La Cuaresma es un regalo, que nos da 40 días para calibrar nuestras vidas a Dios.

La Cuaresma es mucho más que la abstinencia sin sentido. Se trata de renunciar a las pequeñas cosas para crecer en nuestra capacidad de no ceder a las cosas más grandes. Se trata de crecer en paciencia con nosotros mismos y en relación con Dios a través de la oración.Se trata de recordar la increíble misericordia de Dios y su interminable deseo de perdonarnos, de perdonarte, de perdonarme. Se trata de crecer con humildad; porque cuanto antes reconocemos que no podemos hacerlo todo por nuestra cuenta, más rápido nos damos cuenta de que Dios lo tiene todo bajo control.

Sin embargo, seguimos siendo humanos, y olvidamos estas realidades sencillas. Por lo tanto, debemos recordar que lograr la santidad no es sólo un lujo para los pocos, sino una realidad para todos nosotros. Esta Cuaresma, cuando te encuentras necesitando un poco de empuje extra para luchar más duro, ver más claro, esperar mejor… no busques más allá de su cruz.
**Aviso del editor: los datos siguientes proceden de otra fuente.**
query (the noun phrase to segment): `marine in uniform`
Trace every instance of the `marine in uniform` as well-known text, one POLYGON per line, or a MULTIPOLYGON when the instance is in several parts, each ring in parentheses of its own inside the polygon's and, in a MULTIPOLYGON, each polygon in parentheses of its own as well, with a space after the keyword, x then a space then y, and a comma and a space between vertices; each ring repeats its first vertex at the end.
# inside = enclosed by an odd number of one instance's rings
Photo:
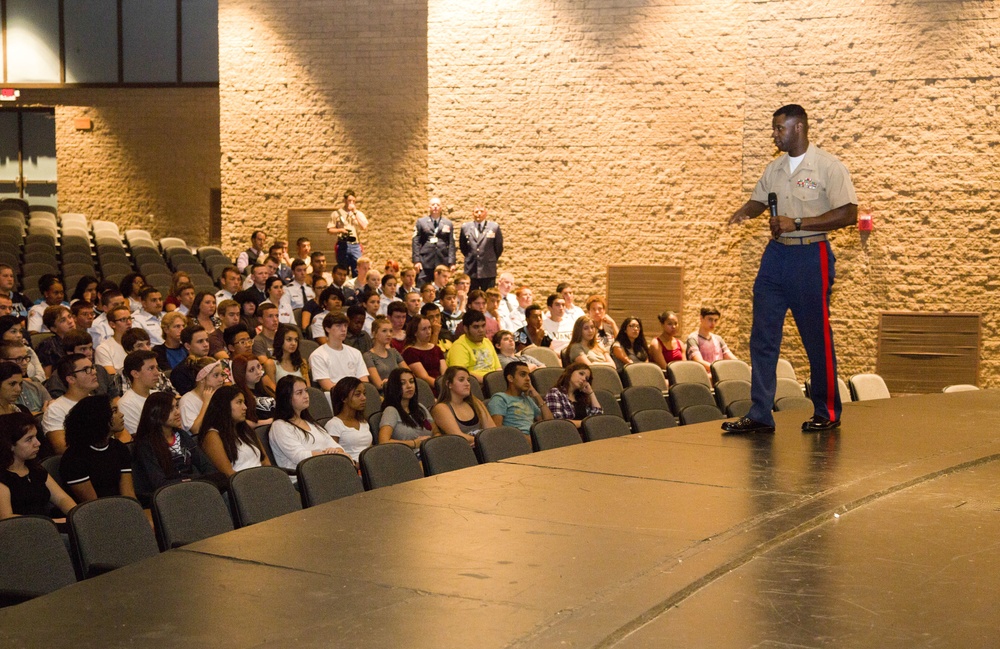
POLYGON ((813 416, 803 432, 840 426, 837 357, 830 327, 834 256, 827 232, 854 225, 858 196, 847 168, 833 155, 809 144, 809 121, 797 104, 782 106, 771 121, 772 137, 784 155, 771 162, 750 200, 729 219, 742 223, 768 209, 774 194, 772 240, 764 250, 753 287, 750 331, 750 396, 746 417, 722 425, 728 433, 773 433, 774 393, 782 327, 789 309, 809 357, 813 416))

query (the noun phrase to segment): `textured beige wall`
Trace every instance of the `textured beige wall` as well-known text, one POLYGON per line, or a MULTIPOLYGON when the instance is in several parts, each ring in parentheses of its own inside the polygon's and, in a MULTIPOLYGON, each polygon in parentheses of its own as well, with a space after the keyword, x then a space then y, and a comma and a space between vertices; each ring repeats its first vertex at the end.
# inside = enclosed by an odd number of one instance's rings
POLYGON ((363 244, 399 259, 427 201, 427 3, 222 0, 219 32, 224 247, 351 187, 363 244))
POLYGON ((217 89, 26 89, 20 103, 56 109, 60 210, 207 243, 209 190, 220 182, 217 89), (93 130, 77 131, 76 117, 93 130))
MULTIPOLYGON (((345 186, 368 249, 408 256, 438 193, 485 203, 503 266, 544 294, 603 291, 608 262, 682 265, 747 356, 766 224, 727 228, 797 102, 876 230, 834 236, 841 373, 874 369, 877 313, 984 314, 1000 384, 995 109, 1000 9, 920 0, 220 3, 224 239, 285 235, 345 186)), ((323 247, 322 244, 316 247, 323 247)), ((656 287, 648 290, 655 291, 656 287)), ((807 375, 793 327, 786 355, 807 375)))

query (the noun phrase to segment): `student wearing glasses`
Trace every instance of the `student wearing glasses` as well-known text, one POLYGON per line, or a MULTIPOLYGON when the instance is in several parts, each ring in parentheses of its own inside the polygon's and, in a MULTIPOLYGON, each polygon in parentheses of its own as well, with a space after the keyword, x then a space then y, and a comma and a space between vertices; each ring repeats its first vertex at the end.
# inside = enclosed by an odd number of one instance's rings
POLYGON ((116 306, 108 313, 108 324, 111 325, 111 337, 94 350, 94 363, 107 370, 108 374, 117 374, 125 364, 127 354, 122 346, 122 336, 132 328, 132 311, 127 306, 116 306))
POLYGON ((42 431, 53 452, 66 452, 65 420, 69 411, 97 389, 94 364, 83 354, 67 354, 56 366, 56 373, 66 385, 66 394, 49 404, 42 417, 42 431))

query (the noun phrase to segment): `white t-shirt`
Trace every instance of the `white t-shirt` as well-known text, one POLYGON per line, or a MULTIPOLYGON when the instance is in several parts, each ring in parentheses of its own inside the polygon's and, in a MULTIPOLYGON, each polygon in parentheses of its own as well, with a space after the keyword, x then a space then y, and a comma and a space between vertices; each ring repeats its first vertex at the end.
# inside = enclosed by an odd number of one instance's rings
POLYGON ((118 400, 118 410, 125 416, 125 430, 135 435, 139 428, 139 419, 142 418, 142 407, 146 405, 146 397, 129 388, 118 400))
POLYGON ((108 338, 94 350, 94 364, 113 367, 115 372, 121 372, 125 365, 125 348, 114 338, 108 338))
POLYGON ((368 427, 367 421, 361 422, 361 429, 358 430, 344 425, 339 417, 334 417, 326 422, 326 432, 330 433, 330 436, 344 447, 344 450, 355 462, 358 461, 361 451, 372 445, 372 431, 368 427))
POLYGON ((330 345, 322 345, 309 355, 309 369, 312 370, 313 381, 329 379, 336 383, 345 376, 364 378, 368 376, 365 359, 361 352, 344 345, 336 350, 330 345))
POLYGON ((326 338, 326 332, 323 331, 323 318, 329 314, 329 311, 320 311, 316 314, 316 317, 312 319, 309 323, 309 335, 312 336, 313 340, 317 338, 326 338))
POLYGON ((78 402, 71 401, 63 395, 49 404, 48 409, 45 411, 45 415, 42 416, 42 430, 46 435, 54 430, 65 430, 64 421, 66 420, 66 414, 73 409, 78 402))
POLYGON ((198 413, 201 412, 201 407, 204 403, 194 390, 188 391, 181 397, 179 405, 181 409, 181 427, 184 430, 191 430, 191 426, 194 424, 194 420, 198 418, 198 413))
MULTIPOLYGON (((330 434, 316 424, 309 425, 309 435, 283 419, 271 424, 271 451, 275 463, 283 469, 295 469, 302 460, 312 457, 313 451, 342 448, 330 434)), ((234 467, 235 468, 235 467, 234 467)))
POLYGON ((233 471, 242 471, 243 469, 250 469, 255 466, 260 466, 260 450, 256 446, 237 442, 236 461, 233 462, 233 471))

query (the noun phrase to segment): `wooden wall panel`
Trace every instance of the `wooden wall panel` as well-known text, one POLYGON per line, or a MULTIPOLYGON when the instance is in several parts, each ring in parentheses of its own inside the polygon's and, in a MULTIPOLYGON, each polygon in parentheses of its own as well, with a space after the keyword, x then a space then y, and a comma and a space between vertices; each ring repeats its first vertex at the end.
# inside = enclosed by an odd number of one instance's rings
MULTIPOLYGON (((586 296, 578 295, 577 303, 585 307, 586 296)), ((680 266, 608 266, 608 315, 619 325, 634 316, 642 320, 648 340, 660 333, 656 319, 662 311, 676 311, 681 317, 684 305, 684 270, 680 266)), ((678 332, 687 331, 681 321, 678 332)))
POLYGON ((893 396, 978 385, 980 314, 882 312, 875 371, 893 396))

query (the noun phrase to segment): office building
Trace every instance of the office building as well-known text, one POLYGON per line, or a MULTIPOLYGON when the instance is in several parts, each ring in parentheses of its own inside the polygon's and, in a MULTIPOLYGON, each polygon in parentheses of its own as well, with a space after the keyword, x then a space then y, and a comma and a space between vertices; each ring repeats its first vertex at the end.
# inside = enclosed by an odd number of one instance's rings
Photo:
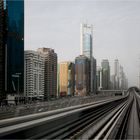
POLYGON ((126 78, 123 67, 120 66, 120 76, 119 76, 119 89, 127 89, 128 88, 128 80, 126 78))
POLYGON ((119 89, 119 60, 114 60, 114 76, 115 76, 115 82, 114 82, 114 89, 119 89))
POLYGON ((74 95, 74 63, 61 62, 59 64, 59 92, 60 97, 74 95))
POLYGON ((123 89, 124 88, 124 72, 123 72, 123 67, 120 66, 120 73, 119 73, 119 89, 123 89))
POLYGON ((0 0, 0 101, 5 98, 5 10, 0 0))
POLYGON ((90 61, 90 92, 93 93, 93 26, 81 24, 81 55, 88 57, 90 61))
POLYGON ((45 57, 44 98, 57 97, 57 54, 51 48, 39 48, 38 52, 45 57))
POLYGON ((76 95, 85 96, 89 94, 90 88, 90 66, 89 59, 80 55, 75 59, 75 92, 76 95))
POLYGON ((115 90, 115 75, 113 74, 113 75, 111 75, 111 77, 110 77, 110 88, 112 89, 112 90, 115 90))
POLYGON ((97 90, 101 90, 102 89, 102 68, 101 67, 97 67, 97 90))
POLYGON ((57 98, 60 97, 60 84, 59 84, 59 77, 60 77, 60 64, 57 64, 57 98))
POLYGON ((6 0, 6 91, 24 92, 24 0, 6 0), (15 75, 19 77, 16 78, 15 75))
POLYGON ((102 67, 102 89, 108 90, 110 89, 110 66, 109 61, 104 59, 101 62, 102 67))
POLYGON ((97 64, 96 64, 96 59, 93 58, 93 93, 96 94, 96 90, 97 90, 97 76, 96 76, 96 72, 97 72, 97 64))
POLYGON ((36 51, 24 53, 25 97, 44 99, 44 55, 36 51))

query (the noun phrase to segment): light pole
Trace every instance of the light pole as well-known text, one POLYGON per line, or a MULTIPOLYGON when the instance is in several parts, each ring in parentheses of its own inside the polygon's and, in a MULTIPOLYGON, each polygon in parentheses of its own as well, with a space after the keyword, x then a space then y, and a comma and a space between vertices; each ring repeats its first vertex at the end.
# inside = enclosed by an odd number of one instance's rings
POLYGON ((18 92, 18 104, 19 104, 19 77, 20 77, 21 73, 16 73, 13 74, 12 77, 17 78, 18 80, 18 87, 17 87, 17 92, 18 92))

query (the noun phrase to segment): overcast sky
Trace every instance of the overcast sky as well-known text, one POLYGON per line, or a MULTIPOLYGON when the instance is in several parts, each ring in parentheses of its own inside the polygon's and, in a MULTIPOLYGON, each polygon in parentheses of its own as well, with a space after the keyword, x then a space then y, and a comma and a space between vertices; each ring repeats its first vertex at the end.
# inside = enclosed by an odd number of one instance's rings
POLYGON ((80 23, 93 24, 93 55, 98 65, 120 64, 130 85, 138 83, 140 57, 139 0, 26 0, 25 49, 55 49, 59 61, 80 54, 80 23))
Debido a nuestra naturaleza humana, necesitamos la ayuda de Dios; Necesitamos su gracia para que podamos caminar por el camino del arrepentimiento. A veces la luz revela cosas que no queremos ver. La Cuaresma tiene una manera de hacer eso. Causa un poco de presión y estrés, y nos muestra cuán débiles podemos ser a veces.En mi caso el año pasado, sentada en el sol reveló algunas cosas en mí que necesitaba para trabajar. Si me hubiera ido y escapado a la sombra, podría haberme perdido la oportunidad de mejorarme. La confianza completa genera libertad absoluta. Golpeado, magullado, ensangrentado, jadeando por el aire, las manos y los pies clavados en una cruz, oyendo a los transeúntes a la vista de su cuerpo destrozado… en medio de todo esto, Jesús eligió encomendar su vida a Dios Padre. Jesús confió todo su ser a Dios Padre, respiró su último, y al tercer día resucitó. Al ser obedientes hasta la muerte, la vida fue victoriosa.

Esta Cuaresma, hagamos nuestra oración, ayuno y oportunidades para encontrar belleza en la lucha. Oremos para que seamos humildes ante el padre, ayunemos que dependemos solamente de la palabra, y ofrecemos limosnas en las que podamos confiar en su Providencia, no sólo por estos 40 días, sino por toda nuestra vida; especialmente en los periodos de sufrimiento. Sí, es una lucha. Pero, gracias a Jesús, es hermoso, porque nos atrae más cerca de él. Gracias a Jesús, es hermoso, porque es para los demás.

Espero que tu Cuaresma continúe ayudándote a crecer en santidad. Rezo por ti, por favor reza por mí.